The restaurant is known for being among the best for seafood in the city. The fresh fish display varies from day to day, featuring bass, mackerel, crab, shrimp and grouper among many others.
The hot mezza options include ample seafood choices, including octopus, shrimp and calamari prepared a la Provençale; and lobster, squid and seafood rolls. There’s also a broad selection of raw-fish dishes, included marinated salmon, mackerel and tuna and seasonal selections such as sea bream.
“Mayrig” means mother in Armenian and the Mayrig restaurant features Armenian recipes lovingly passed down from mother to daughter. Located in the city’s Gemayzeh quarter, Mayrig creates a homey feel, a place that is unrivaled for its Armenian hospitality, with servers and managers deeply attentive to their patrons.
The menu features items not seen at other restaurants in the city, with authentic Armenian dishes that include spinach, cheese or crispy beef dumplings, marinated veal or minced beef kebabs, and adventurous options like havgitov basterma, which features Armenian bread, thin cured beef and quail eggs.
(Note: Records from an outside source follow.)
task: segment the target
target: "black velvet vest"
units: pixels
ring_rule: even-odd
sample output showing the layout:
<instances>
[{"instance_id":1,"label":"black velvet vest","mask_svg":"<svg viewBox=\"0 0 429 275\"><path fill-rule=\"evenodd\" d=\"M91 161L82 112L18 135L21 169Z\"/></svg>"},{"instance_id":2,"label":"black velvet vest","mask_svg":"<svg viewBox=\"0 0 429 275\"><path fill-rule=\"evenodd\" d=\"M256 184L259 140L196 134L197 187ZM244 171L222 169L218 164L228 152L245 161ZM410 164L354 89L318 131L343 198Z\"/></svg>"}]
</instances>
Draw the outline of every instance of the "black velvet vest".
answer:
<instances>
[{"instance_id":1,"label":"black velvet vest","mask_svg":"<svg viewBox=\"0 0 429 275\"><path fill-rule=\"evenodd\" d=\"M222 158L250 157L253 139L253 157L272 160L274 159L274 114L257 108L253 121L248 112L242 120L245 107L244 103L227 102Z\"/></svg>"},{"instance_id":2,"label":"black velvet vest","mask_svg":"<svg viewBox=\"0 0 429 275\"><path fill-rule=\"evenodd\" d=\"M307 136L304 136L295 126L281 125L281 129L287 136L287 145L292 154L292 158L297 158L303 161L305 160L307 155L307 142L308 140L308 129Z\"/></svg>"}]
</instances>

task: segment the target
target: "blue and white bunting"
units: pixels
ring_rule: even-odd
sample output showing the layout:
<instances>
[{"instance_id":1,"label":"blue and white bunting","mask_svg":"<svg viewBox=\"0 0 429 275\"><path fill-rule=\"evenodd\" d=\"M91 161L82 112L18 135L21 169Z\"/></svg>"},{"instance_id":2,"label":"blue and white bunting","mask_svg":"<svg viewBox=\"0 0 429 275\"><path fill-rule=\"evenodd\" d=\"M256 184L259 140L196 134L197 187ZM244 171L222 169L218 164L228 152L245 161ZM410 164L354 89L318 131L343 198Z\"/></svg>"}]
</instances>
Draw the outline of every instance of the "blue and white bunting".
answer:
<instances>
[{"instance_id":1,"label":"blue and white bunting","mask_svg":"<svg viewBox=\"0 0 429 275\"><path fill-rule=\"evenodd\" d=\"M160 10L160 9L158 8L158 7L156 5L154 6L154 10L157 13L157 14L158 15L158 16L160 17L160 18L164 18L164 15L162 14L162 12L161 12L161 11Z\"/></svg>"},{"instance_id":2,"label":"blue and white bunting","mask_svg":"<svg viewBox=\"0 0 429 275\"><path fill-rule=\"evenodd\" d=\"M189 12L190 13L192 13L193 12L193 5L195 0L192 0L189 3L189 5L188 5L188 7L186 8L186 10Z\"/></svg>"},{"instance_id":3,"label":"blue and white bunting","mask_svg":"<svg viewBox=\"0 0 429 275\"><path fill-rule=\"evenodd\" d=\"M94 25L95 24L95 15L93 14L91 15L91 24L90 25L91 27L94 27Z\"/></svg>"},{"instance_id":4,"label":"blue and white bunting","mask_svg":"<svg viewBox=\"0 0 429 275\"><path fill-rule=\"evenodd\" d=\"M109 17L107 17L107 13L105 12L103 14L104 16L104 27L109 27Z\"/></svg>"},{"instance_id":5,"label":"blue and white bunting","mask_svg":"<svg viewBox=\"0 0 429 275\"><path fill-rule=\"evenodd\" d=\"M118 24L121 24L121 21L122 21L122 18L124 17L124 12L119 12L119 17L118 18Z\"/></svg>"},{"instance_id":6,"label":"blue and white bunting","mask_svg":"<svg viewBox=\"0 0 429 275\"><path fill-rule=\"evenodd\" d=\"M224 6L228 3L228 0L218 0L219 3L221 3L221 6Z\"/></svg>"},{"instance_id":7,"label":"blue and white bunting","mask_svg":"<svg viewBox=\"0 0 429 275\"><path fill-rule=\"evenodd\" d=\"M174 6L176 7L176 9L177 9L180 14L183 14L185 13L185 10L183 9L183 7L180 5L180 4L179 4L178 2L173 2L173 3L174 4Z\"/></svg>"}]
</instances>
Looking for Thai food in Beirut? Look no further than Jai. This spot gets rave reviews and features all the classic Thai cuisine. Rolls, dumplings and samosas can kickstart your dining experience.
There are curries galore, dhal makhana, pad thai and butter chicken as main dishes. You can also choose from banh mi, tandoori chicken or grilled coriander shrimp among the many sandwich options, or pho as one of several soups available.
Beirut has a vibrant culinary scene, giving you great options no matter what you’re craving.